Udara yang sejuk, terus minim polusi memang menambah kebahagiaan tersendiri bisa menikmati sore hari di tempat seindah dan sesederhana ini.
Jujur saja aku sih betah berlama-lama di sini. Rasanya udara yang masuk di rongga hidungku benar-benar bersih, hingga terasa sejuk sampai di dalam paru-paruku. Apalagi suara burung-burung yang dimiliki oleh pamannya Abel menambah khas jika kini aku memang sedang berada di desa. Lengkap sudah kebahagiaanku di hari weekend ini.
"Ini rumahnya kosong, A. Baru dibangun sama pemiliknya. Kalau Aa ada uang, dibeli aja atuh. Jadi sekeliling ini udah punya keluarga kita semua."
Bi Ida sengaja mengatakannya ketika langkah kaki kami sampai di bagian ujung daerah ini, dan berdiri tepat di depan sebuah bangunan rumah baru yang cukup menarik penglihatan.
Aku yang berdiri di samping Abel hanya menunggu responnya ketika ditanya seperti itu.
"Kejauhan, Bi. Abel sama Ghena kan kerjanya di Jakarta. Kalau beli rumah lagi di sini, nanti siapa yang tempati."
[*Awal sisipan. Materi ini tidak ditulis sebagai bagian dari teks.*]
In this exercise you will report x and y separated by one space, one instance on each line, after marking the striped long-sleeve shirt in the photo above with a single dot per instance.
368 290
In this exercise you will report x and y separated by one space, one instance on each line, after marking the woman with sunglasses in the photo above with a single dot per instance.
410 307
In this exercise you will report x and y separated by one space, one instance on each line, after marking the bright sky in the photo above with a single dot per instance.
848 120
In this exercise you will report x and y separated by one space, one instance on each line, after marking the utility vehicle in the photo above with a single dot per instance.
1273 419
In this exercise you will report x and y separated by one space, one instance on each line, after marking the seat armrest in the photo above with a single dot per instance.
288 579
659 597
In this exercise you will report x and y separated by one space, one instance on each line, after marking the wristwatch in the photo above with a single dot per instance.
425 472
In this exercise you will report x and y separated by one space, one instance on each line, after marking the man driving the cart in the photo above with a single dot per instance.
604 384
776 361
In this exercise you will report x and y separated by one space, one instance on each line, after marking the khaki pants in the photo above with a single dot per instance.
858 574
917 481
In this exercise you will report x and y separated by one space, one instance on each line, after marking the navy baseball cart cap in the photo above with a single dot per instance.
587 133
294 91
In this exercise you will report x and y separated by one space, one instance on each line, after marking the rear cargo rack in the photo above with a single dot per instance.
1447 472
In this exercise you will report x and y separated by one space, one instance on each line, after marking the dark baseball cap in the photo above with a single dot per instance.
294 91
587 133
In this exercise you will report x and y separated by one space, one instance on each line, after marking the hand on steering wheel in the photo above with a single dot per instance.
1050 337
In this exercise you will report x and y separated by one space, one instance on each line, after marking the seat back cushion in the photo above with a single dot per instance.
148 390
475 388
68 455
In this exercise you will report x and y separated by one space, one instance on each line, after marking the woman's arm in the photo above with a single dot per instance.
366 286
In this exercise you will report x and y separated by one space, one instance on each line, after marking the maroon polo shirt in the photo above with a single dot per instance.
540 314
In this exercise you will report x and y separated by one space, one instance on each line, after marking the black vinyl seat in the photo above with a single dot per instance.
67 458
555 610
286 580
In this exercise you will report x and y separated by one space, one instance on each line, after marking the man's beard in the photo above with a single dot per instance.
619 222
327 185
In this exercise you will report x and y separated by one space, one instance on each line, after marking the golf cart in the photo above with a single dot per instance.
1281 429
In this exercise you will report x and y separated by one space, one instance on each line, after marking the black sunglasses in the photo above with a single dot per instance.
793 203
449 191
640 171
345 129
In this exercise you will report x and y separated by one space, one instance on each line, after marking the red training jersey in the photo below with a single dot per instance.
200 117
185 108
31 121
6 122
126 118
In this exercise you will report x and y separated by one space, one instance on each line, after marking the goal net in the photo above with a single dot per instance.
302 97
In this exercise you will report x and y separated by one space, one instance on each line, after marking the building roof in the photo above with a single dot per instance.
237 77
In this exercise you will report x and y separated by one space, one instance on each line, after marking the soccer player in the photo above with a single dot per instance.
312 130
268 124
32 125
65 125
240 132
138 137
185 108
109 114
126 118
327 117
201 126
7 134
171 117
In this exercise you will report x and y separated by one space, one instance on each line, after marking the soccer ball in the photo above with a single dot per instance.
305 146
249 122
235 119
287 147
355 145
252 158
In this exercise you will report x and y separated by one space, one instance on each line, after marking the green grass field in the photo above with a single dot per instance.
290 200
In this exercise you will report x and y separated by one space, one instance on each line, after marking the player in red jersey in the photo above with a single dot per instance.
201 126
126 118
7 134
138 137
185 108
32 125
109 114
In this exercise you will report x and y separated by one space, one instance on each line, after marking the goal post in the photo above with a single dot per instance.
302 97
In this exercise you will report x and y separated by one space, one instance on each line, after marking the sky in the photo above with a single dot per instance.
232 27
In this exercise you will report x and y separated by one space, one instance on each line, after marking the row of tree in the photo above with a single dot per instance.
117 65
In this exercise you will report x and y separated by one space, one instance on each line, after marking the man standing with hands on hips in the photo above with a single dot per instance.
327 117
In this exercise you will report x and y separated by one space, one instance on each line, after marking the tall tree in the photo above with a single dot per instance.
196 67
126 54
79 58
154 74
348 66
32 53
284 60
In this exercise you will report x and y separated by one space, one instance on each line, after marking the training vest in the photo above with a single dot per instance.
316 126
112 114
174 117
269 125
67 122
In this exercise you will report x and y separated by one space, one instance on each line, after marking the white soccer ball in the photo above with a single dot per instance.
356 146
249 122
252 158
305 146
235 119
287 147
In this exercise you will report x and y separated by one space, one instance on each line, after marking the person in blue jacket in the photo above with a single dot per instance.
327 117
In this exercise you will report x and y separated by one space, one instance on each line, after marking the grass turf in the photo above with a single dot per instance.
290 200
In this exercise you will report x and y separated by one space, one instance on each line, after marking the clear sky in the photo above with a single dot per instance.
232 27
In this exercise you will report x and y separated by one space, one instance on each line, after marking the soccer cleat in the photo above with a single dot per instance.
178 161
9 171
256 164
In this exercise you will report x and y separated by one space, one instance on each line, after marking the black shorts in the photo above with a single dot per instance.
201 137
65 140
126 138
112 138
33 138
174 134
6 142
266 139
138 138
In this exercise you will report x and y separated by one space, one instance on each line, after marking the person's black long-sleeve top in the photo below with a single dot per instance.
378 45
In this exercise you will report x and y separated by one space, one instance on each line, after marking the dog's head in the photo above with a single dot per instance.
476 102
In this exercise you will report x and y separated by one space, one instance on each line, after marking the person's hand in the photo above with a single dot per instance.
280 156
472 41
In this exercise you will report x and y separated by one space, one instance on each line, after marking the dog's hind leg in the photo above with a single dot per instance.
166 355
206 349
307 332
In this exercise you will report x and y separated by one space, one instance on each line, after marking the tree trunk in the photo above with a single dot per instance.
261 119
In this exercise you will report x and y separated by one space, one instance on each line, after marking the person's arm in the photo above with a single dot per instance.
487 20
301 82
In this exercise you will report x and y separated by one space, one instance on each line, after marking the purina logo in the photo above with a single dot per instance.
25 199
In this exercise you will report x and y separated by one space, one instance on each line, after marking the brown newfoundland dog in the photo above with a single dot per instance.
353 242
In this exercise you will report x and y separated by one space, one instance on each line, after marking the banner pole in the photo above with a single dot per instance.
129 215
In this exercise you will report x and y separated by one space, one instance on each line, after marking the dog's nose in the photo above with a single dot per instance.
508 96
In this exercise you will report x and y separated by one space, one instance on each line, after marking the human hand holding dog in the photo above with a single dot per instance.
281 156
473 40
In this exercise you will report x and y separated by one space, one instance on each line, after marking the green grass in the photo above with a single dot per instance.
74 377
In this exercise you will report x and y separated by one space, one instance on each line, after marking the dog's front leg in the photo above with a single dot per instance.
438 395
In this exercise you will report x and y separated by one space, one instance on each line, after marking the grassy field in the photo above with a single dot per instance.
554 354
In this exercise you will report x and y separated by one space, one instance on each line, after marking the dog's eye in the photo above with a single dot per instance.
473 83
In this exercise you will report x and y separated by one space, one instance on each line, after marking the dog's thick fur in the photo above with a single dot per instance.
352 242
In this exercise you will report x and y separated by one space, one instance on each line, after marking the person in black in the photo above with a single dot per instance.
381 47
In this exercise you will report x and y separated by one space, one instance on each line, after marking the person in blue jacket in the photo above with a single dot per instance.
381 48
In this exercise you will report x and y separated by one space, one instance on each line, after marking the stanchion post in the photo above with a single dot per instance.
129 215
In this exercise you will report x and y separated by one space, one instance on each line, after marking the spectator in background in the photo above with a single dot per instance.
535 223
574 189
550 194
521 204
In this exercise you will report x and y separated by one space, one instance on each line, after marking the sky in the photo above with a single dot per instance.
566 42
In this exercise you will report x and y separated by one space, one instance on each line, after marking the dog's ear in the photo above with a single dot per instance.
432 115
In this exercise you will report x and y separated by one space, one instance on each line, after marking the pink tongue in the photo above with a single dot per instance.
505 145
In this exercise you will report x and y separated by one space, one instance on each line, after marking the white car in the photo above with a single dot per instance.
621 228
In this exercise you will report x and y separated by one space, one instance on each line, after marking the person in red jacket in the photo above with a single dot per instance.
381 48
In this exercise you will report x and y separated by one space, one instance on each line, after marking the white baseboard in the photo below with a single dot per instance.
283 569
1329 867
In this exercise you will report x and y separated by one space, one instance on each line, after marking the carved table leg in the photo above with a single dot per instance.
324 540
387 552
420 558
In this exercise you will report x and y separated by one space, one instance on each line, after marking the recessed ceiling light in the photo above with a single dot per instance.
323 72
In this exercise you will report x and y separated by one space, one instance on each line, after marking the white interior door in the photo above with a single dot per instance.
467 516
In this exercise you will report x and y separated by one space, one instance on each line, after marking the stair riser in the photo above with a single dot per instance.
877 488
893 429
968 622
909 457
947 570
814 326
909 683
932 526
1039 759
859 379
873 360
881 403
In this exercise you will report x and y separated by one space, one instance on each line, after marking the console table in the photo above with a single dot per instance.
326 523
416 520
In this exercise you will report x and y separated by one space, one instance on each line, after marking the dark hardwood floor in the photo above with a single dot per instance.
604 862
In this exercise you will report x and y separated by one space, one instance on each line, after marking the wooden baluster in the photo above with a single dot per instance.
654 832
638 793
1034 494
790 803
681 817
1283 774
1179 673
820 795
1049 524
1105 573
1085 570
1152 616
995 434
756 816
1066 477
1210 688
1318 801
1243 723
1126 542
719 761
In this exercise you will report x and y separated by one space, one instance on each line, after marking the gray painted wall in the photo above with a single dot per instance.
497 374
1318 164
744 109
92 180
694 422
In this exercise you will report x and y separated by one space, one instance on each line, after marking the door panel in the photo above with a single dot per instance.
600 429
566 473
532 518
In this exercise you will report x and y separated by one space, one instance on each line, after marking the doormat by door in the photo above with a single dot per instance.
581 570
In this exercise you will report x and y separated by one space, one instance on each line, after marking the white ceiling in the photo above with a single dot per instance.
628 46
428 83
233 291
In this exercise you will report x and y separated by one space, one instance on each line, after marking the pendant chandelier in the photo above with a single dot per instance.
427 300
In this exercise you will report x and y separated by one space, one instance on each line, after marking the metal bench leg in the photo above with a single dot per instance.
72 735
Kali ini Abel masih menjawabnya dengan sangat bijak. Dan aku bersyukur akan hal itu. Setidaknya Abel tidak ikut menyebalkan seperti jawabannya sebelumnya, ketika kami baru tiba tadi.
"Ya dikontrakin. Uangnya kan lumayan. Terus ya, enggak rugi kalau sekarang investasi rumah gitu. Kamu bakalan untung. Uh, kalau bibi mah masih kerja kayak dulu, udah bibi beli deh rumah ini. Biar makin luas daerah tempat tinggal keluarga kita di sini. Jadi kalau pada kumpul semua enggak kebingungan harus tidur di mana."
Berdiri di samping Abel, sambil mendengarkan percakapan ini, aku cukup memahami maksud dari bi Ida. Sedikit pun aku tidak menyalahkan maksud dan tujuan baiknya.
Akan tetapi mbok ya balik lagi. Dilihat-lihat juga kemampuan keponakannya ini. Rumah di Jakarta aja masih dicicil. Baru masuk tahun ke 3, eh bisa-bisanya suruh beli rumah di sini. Memangnya dia pikir Abel punya pohon duit? Kalau ngomong enggak dipikirin dulu ya begini. Seenak jidatnya aja.
"Ghe, gimana? Kalau kalian semua pindah ke sini aja. Bawa aja mama mertuamu juga buat balik ke kampung. Dari pada di Jakarta, sendirian. Mendingan di sini. Rame."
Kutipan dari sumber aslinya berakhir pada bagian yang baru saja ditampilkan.